Die Schuldnerin handelte auch schuldhaft im Sinne des § 296 Absatz 1 InsO. Ein besonderer Verschuldensgrad wird nicht gefordert. Der Schuldner selbst muss widerlegen, dass ihn ein Verschulden trifft. Dieses ist der Schuldnerin im vorliegenden Fall nicht gelungen. Wie schon ausgeführt wurde, konnte sich die Schuldnerin nicht darauf verlassen, dass zum Beispiel die Arbeitgeberin den Treuhänder entsprechend informieren würde. Die Obliegenheitspflichten des Schuldners nach § 295 InsO sind höchstpersönlicher Natur. Indem sie jedoch die Mitteilung unterließ und sich noch nicht einmal vergewisserte, ob dem Treuhänder die erforderlichen Informationen tatsächlich weitergeleitet wurden und ob die pfändbaren Beträge seitens der Arbeitgeberin abgeführt wurden, hat die Schuldnerin zumindest fahrlässig gehandelt. Daran ändert auch das von der Schuldnerin erwähnte "Merkblatt über das Verfahren zur Restschuldbefreiung" nichts. Darin ist nur der Wortlaut des § 295 Abs. 3 InsO wiedergegeben. Eine nähere Erläuterung findet sich nicht, was unter "Verheimlichen" zu verstehen ist. Demnach bleibt es bei den bereits gemachten Ausführungen, dass die Schuldnerin bei Beachtung der im Verkehr erforderlich Sorgfalt hätte erkennen können, dass sie die Erhöhung ihrer Nettobezüge auch ungefragt dem Treuhänder hätte mitteilen müssen.
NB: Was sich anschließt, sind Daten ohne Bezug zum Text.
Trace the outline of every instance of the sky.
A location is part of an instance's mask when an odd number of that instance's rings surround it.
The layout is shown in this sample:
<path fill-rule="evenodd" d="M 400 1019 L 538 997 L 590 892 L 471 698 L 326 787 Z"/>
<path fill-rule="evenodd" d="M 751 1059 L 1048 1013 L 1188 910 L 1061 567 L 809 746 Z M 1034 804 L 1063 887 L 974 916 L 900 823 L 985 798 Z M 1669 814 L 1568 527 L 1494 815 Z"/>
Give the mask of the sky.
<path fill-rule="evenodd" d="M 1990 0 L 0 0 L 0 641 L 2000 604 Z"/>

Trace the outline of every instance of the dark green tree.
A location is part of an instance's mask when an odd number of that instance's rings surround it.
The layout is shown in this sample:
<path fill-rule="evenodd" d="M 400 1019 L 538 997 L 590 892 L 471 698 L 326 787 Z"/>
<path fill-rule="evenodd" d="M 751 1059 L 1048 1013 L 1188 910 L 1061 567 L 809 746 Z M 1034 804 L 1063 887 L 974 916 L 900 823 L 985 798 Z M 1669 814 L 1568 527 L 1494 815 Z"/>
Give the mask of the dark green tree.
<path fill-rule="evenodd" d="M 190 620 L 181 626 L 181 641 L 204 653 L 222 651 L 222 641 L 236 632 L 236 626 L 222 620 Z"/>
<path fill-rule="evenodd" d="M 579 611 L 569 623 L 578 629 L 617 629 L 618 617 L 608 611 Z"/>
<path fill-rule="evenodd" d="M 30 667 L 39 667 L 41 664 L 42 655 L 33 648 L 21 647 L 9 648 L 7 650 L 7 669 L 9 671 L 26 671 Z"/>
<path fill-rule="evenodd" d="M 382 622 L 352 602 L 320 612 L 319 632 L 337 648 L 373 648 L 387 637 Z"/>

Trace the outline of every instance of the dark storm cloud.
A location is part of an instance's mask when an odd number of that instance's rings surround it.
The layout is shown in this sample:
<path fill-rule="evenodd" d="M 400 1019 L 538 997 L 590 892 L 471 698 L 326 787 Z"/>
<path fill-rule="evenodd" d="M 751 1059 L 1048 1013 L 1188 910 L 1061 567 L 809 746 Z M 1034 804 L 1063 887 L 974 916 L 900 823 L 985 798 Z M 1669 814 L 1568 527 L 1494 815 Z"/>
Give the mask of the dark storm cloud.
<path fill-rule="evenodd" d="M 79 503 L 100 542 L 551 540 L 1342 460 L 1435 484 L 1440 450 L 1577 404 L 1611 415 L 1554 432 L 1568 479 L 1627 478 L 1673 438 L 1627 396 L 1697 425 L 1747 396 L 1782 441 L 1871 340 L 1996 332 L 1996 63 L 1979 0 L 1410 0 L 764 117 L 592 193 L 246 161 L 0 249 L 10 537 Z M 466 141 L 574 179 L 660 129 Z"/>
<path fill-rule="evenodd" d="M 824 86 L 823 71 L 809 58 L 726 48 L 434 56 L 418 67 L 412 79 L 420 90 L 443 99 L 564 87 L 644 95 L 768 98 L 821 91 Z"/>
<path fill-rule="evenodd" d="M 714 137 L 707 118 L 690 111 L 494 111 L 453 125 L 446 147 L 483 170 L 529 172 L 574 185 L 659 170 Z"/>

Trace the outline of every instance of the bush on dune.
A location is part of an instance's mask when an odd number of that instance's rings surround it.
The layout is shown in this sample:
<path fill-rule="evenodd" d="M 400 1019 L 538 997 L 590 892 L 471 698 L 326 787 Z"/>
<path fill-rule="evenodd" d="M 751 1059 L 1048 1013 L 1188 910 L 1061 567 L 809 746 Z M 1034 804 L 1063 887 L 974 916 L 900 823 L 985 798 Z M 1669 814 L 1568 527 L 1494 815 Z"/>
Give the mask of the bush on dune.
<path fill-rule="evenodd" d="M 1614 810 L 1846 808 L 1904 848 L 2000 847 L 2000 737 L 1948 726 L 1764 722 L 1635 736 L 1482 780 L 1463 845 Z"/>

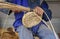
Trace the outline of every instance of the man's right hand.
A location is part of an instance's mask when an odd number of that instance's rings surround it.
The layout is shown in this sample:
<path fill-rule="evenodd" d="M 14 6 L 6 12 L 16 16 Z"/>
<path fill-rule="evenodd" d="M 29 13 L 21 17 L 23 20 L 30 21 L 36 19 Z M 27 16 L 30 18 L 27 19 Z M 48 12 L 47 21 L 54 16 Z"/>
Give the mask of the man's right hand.
<path fill-rule="evenodd" d="M 33 9 L 33 11 L 36 12 L 36 14 L 38 14 L 38 15 L 43 15 L 43 13 L 44 13 L 44 10 L 41 7 L 38 7 L 38 6 L 36 6 Z"/>

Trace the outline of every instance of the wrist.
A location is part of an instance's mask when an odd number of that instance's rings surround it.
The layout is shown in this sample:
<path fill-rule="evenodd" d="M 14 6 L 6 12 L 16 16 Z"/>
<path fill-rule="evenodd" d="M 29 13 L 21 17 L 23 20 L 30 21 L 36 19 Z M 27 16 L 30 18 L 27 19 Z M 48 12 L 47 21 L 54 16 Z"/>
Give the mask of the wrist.
<path fill-rule="evenodd" d="M 30 8 L 30 12 L 33 11 L 33 9 Z"/>

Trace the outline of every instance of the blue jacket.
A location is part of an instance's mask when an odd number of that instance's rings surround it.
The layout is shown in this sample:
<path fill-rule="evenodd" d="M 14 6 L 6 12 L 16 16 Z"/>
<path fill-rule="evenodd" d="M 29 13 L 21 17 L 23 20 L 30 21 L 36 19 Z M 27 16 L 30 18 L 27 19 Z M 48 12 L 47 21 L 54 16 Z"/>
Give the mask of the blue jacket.
<path fill-rule="evenodd" d="M 51 11 L 48 9 L 49 6 L 47 5 L 47 3 L 45 1 L 43 1 L 41 5 L 40 5 L 40 0 L 37 0 L 35 2 L 31 2 L 30 0 L 29 1 L 28 0 L 7 0 L 7 2 L 11 2 L 11 3 L 17 4 L 17 5 L 22 5 L 22 6 L 30 7 L 30 8 L 34 8 L 35 6 L 40 6 L 41 8 L 43 8 L 46 11 L 49 18 L 50 19 L 52 18 Z M 23 15 L 24 15 L 24 12 L 19 12 L 19 13 L 14 14 L 15 22 L 14 22 L 13 26 L 15 27 L 15 29 L 18 26 L 22 25 L 22 17 L 23 17 Z M 43 19 L 45 21 L 48 21 L 45 14 L 43 14 Z M 35 27 L 32 27 L 32 31 L 36 32 L 38 30 L 40 24 L 44 24 L 44 23 L 41 22 L 38 25 L 36 25 Z"/>

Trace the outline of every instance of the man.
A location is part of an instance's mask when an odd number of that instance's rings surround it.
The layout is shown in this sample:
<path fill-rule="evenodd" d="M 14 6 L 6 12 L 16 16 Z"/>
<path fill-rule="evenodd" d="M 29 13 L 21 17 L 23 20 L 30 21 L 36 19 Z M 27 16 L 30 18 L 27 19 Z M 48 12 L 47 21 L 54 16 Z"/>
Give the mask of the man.
<path fill-rule="evenodd" d="M 22 5 L 24 7 L 30 7 L 33 11 L 38 12 L 39 15 L 43 15 L 45 21 L 48 21 L 43 10 L 47 13 L 51 19 L 51 11 L 45 1 L 41 0 L 7 0 L 17 5 Z M 41 5 L 40 5 L 41 4 Z M 40 10 L 39 10 L 40 9 Z M 41 13 L 39 13 L 41 11 Z M 40 39 L 56 39 L 53 32 L 47 28 L 47 26 L 41 21 L 38 25 L 32 28 L 25 28 L 22 24 L 22 17 L 24 12 L 15 11 L 15 22 L 13 24 L 15 30 L 18 32 L 20 39 L 34 39 L 33 35 L 37 35 Z"/>

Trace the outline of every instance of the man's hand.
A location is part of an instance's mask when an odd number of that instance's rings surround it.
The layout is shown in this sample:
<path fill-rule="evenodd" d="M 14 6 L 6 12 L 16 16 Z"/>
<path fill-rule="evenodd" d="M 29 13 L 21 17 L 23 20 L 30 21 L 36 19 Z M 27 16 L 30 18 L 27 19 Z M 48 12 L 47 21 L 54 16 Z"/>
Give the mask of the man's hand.
<path fill-rule="evenodd" d="M 38 15 L 43 15 L 43 12 L 44 10 L 38 6 L 36 6 L 34 9 L 33 9 L 34 12 L 36 12 Z"/>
Das Verschulden der Schuldnerin ist nicht so unerheblich, dass die Versagung der Restschuldbefreiung gegen Treu und Glauben verstoßen würde. Nach Auffassung der Kammer sind insoweit strenge Maßstäbe anzulegen, da die Restschuldbefreiung ein sehr großes Privileg für den Schuldner darstellt. Um in den Genuss dieses Privilegs zu kommen, muss der Schuldner dann aber um so sorgfältiger und gewissenhafter seinen Obliegenheiten nachkommen. Wie bereits ausgeführt wurde, hätte sich der Schuldnerin geradezu aufdrängen müssen, dass die unterbleibende Abführung von Pfändungsbeträgen nach dem erneuten Wechsel der Steuerklasse nicht richtig sein konnte. Auch ist die Schlechterstellung der Insolvenzgläubiger nicht als unwesentlich einzustufen (vgl. Münchener Kommentar a.a.O., § 296 Rn. 15). Der Betrag von 737,40 Euro, der den Gläubigern vorenthalten wurde, stellt vielmehr in Relation zu den überhaupt bei der Schuldnerin pfändbaren Beträgen und auch in Relation zu den Gesamtschulden von ca. 85.000,00 Euro einen erheblichen Vermögenswert dar. Ebenso ist der Zeitraum von ca. einem Jahr, während dem die Pfändungsbeträge nicht abgeführt wurden, als erheblich einzustufen.

Die Kostenentscheidung beruht auf § 97 ZPO.